This page was created from a Jupyter notebook. The original notebook can be found here. It compares model performance using various algorithms. First we must import the necessary installed modules.
import sqlite3
import numpy as np
import matplotlib.pyplot as plt
import seaborn as sns
from sklearn.metrics import confusion_matrix, classification_report, accuracy_score
from sklearn.linear_model import LogisticRegression
from sklearn.ensemble import RandomForestClassifier
from sklearn.neural_network import MLPClassifier
from sklearn.svm import LinearSVC
Next we need to import a few local modules.
import os
import sys
module_path = os.path.abspath(os.path.join('..'))
if module_path not in sys.path:
sys.path.append(module_path)
from databall.database import Database
from databall.plotting import format_538, plot_confusion_matrix
from databall.profit import profit
from databall.simulate import simulate
As before, apply the FiveThirtyEight plot style.
plt.style.use('fivethirtyeight')
Next we define the box score stats used during feature selection and parameter tuning.
stats = ['FGM', 'FGA', 'FG3M', 'FG3A', 'FTM', 'FTA', 'OREB', 'DREB', 'AST', 'TOV', 'STL', 'BLK']
stats = ['TEAM_' + s for s in stats] + ['POSSESSIONS']
stats += [s + '_AWAY' for s in stats] + ['HOME_SPREAD']
var_predict = 'HOME_SPREAD_WL'
Then we load the dataset in the same manner as before.
database = Database('../data/nba.db')
games = database.betting_stats(window=10)
games = games.loc[games.SEASON>=2006, stats + ['SEASON', 'GAME_DATE', var_predict]].dropna()
The first model evaluation looks at a logistic regression model using the optimal parameters obtained during parameter tuning. The code below creates and model, predicts the 2016 season, and calculates different metrics. It then displays a nicely formatted confusion matrix. It uses a slightly modified version of the function found here. Logistic regression only predicts about 52% of games correctly. The confusion matrix shows that the model performs much better at predicting home wins, where it correctly predicted over 60% of games in which the home team won against the spread. However, it struggles to predict home losses, where it gets less than half of the games right. A classification report is printed below the confusion matrix that displays metrics such as precision and recall. All the classifiers use 50% probability as the threshold for switching between classes since this is a binary classification problem.
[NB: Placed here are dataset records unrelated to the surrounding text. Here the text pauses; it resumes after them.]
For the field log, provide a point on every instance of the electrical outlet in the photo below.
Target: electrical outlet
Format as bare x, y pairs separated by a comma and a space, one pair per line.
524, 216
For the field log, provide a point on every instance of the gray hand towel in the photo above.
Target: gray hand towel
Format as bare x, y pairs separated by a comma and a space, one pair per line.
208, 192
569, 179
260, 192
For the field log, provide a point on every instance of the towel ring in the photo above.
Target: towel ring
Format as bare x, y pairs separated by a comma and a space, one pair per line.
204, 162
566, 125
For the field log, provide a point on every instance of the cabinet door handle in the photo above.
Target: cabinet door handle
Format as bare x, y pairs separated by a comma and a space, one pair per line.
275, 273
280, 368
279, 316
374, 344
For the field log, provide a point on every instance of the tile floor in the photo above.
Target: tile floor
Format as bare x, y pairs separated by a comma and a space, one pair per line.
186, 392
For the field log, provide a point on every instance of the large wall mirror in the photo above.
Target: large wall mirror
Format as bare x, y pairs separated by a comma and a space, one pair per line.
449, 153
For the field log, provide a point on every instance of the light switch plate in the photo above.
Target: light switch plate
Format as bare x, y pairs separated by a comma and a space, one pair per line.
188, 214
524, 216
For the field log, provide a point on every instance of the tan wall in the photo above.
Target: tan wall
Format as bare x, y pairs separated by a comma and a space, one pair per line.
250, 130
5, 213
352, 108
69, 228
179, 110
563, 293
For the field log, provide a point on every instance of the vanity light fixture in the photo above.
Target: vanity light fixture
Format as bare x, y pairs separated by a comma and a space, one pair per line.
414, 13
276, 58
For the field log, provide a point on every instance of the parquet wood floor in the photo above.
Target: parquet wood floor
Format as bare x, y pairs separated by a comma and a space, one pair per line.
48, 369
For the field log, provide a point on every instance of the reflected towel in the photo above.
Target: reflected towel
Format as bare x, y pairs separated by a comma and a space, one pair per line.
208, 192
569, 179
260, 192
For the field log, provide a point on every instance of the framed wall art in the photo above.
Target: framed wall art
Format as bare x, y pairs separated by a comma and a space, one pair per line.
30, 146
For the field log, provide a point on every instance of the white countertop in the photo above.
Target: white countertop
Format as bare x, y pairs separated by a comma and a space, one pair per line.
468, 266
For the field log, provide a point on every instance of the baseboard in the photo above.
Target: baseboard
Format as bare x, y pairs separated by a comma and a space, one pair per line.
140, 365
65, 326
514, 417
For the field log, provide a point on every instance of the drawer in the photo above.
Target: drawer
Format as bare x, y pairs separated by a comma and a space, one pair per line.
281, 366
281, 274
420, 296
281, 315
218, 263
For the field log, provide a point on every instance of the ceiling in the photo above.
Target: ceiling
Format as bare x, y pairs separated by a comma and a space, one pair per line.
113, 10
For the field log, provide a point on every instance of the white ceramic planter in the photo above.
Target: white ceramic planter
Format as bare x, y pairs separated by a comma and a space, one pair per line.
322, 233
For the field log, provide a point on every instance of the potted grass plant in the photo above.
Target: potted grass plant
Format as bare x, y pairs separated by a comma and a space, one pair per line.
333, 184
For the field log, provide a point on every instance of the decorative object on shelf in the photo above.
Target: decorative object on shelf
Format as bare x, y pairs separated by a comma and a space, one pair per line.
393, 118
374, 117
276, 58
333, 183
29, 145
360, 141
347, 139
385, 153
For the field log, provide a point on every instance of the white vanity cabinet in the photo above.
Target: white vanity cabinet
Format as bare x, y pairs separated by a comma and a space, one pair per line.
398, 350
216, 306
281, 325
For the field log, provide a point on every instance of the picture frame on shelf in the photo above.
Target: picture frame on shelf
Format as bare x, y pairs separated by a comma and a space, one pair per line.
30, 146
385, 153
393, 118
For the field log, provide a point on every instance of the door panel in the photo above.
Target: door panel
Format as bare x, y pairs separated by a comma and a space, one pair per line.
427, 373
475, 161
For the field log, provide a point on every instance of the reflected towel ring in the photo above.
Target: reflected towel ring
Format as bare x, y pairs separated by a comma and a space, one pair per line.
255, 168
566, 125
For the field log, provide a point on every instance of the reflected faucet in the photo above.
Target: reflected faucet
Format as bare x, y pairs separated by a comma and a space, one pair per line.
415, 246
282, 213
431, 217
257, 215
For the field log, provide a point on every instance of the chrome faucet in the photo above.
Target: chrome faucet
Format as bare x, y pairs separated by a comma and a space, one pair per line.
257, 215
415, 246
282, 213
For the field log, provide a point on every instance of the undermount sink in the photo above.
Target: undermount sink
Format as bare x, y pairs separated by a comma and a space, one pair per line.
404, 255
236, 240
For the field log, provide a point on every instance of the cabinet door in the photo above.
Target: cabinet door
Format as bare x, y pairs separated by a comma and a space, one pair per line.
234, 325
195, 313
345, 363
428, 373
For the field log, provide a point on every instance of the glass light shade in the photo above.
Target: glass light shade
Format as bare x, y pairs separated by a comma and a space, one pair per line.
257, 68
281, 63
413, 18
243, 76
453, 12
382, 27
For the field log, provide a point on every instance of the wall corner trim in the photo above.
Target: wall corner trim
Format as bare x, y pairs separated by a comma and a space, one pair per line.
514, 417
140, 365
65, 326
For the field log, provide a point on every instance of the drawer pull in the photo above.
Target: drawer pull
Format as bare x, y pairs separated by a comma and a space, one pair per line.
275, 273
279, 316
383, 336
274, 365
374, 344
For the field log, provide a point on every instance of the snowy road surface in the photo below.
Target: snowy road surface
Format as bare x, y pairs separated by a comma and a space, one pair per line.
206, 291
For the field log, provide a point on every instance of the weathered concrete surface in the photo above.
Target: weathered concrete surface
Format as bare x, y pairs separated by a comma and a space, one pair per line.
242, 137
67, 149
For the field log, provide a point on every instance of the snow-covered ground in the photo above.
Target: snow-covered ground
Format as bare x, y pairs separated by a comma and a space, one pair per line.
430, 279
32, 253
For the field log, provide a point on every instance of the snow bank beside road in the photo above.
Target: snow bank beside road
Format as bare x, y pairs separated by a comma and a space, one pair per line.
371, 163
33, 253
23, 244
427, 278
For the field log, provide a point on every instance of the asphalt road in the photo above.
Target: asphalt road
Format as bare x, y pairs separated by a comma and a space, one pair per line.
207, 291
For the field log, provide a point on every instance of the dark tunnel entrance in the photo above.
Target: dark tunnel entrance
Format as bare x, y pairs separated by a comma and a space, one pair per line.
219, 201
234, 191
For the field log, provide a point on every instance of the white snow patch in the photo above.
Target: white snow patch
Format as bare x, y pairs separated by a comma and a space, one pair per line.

model = LogisticRegression(C=0.0001943920615336294, penalty='l2',
fit_intercept=True, intercept_scaling=134496.71823111628)
output_log = simulate(model, games, 2016, stats, var_predict)
days_log, per_log, profit_log = profit(output_log, var_predict=var_predict, bet_amount=100)
cm = confusion_matrix(output_log.HOME_SPREAD_WL, output_log.HOME_SPREAD_WL_PRED)
fig = plt.figure(figsize=(8, 8))
plot_confusion_matrix(cm, ['Loss', 'Win'], fig=fig)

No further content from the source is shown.